Shots ring out in a London Vaudevillian theater, an attempt to create a distraction by a female agent who finds herself in the flat of one the show’s attendees (Robert Donat). Now, he is thrust into the serpentine plot that takes him to the Scottish Mores where he is both pursuing and pursued by the deadly, clandestine eponymous spy ring. Slyly conceived and brilliantly realized, The 39 Steps is a supreme entertainment that anticipated not just some of Alfred Hitchcock's future work but also inspired many successful, subsequent thrillers.
**** out of ****

Thursday, April 13, 2017

The Lady Vanishes

After being snowed in at a remote Eastern European inn, almost all the members of a passenger train have a motive for concealing their awareness of the existence of a sweet little old lady who seemingly vanished into thin air while a recent acquaintance (Margaret Lockwood) and a cynical musician (Michael Redgrave) suspect a conspiracy and attempt to rally a search party. Sharp and witty, early pre-Hollywood Hitchcock success is a crisply made mystery and veritable entertainment. Lockwood and Redgrave shine in the leads and Basil Radford and Naunton Wayne stand out as nitwit, cricket obsessed travelling companions.
**** out of ****

Friday, April 7, 2017

The Two of Us

During the German Occupation, the Jewish parents of an exuberant juvenile (Alain Cohen) determine it would be safer for all involved if he were to live in the country under an assumed name where a bond quickly develops with the kind and curmudgeonly, anti-semitic elderly shelterer (Michel Simon).
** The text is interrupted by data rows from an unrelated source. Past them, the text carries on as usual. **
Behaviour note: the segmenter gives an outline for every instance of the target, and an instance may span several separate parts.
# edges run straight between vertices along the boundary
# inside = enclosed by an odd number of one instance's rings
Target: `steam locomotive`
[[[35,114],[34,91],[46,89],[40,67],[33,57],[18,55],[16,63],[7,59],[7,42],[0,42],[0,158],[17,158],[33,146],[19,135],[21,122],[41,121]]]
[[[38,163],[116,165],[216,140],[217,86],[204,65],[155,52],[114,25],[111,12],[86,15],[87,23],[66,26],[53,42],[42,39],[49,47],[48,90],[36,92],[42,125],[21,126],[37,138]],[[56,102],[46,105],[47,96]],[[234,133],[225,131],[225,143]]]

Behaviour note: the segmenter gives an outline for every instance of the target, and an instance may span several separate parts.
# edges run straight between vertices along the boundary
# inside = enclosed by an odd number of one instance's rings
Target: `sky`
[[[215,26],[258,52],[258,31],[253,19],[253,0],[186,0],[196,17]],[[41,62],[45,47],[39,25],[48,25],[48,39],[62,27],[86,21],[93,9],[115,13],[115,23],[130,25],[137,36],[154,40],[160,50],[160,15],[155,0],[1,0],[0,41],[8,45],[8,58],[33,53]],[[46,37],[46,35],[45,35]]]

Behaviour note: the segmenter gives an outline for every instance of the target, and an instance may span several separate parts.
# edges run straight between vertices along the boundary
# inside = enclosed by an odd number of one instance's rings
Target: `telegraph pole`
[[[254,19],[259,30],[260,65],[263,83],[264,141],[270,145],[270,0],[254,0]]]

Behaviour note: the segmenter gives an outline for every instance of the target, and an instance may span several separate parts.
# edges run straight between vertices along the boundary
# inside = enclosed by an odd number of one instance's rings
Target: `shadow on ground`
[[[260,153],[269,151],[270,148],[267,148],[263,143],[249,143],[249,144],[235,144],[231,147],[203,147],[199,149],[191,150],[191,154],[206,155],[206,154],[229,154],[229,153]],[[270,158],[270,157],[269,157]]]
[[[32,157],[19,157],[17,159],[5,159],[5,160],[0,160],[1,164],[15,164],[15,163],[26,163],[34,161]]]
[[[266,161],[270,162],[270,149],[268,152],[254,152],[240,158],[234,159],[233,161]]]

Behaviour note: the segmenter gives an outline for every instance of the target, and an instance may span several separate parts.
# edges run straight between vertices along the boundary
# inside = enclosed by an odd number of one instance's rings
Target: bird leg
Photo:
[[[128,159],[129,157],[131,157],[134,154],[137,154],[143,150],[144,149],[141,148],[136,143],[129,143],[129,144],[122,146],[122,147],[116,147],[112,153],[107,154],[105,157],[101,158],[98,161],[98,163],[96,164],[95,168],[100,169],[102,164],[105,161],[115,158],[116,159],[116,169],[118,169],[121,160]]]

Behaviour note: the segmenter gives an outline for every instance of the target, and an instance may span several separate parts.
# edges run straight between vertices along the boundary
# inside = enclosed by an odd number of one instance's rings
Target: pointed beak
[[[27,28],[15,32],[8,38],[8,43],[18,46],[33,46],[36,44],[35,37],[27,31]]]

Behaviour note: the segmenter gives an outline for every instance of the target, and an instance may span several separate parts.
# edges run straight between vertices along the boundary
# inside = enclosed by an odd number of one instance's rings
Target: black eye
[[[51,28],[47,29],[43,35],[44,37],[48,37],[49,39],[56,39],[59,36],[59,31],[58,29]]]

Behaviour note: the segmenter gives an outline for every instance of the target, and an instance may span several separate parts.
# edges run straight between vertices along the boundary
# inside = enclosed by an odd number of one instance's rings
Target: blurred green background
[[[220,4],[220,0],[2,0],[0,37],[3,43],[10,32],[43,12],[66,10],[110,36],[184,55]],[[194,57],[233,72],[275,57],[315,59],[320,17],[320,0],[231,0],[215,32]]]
Claude Berri's autobiographical ode to his wartime protectors is moving and humorous, with a great performance from Simon and a natural one from Cohen, and tells a story, the likes of which would never even be dreamt of being attempted in today's PC climate.
*** 1/2 out of ****

Thursday, May 5, 2016

Amarcord

A series of comic vignettes on life under fascism in a small Italian villa in the 1930s. Among the best include a party parade gone awry, hi-jinx among the local hooligans at school, a mentally disturbed man who refuses to come down from a tree, and an unforgettably filmed convoy of villagers rowing out to catch the massive American bound liner and wish its passengers bon voyage. Federico Fellini's postcard to his youth and hometown is funny, nostalgic, extremely ribald, expertly crafted, and deliberately incohesive.
*** 1/2 out of ****

Sunday, April 26, 2015

Seven Samurai

A small feudal village under threat from a roving group parasitic bandits seeks protection from a band of brave, downtrodden warriors. Akira Kurosawa's Seven Samurai, a cornerstone of world cinema, much imitated, celebrated and revered, is a marvel of filmmaking. From quick cutting, high octane action sequences to poignant, thoughtful, contemplative, or very humorous scenes, it is a comprehensive moviegoing experience. Toshiro Mifune as the manically, electrically charged combatant and Takashi Shimura as the group's sagacious leader showcase the film's tone in two remarkable performances.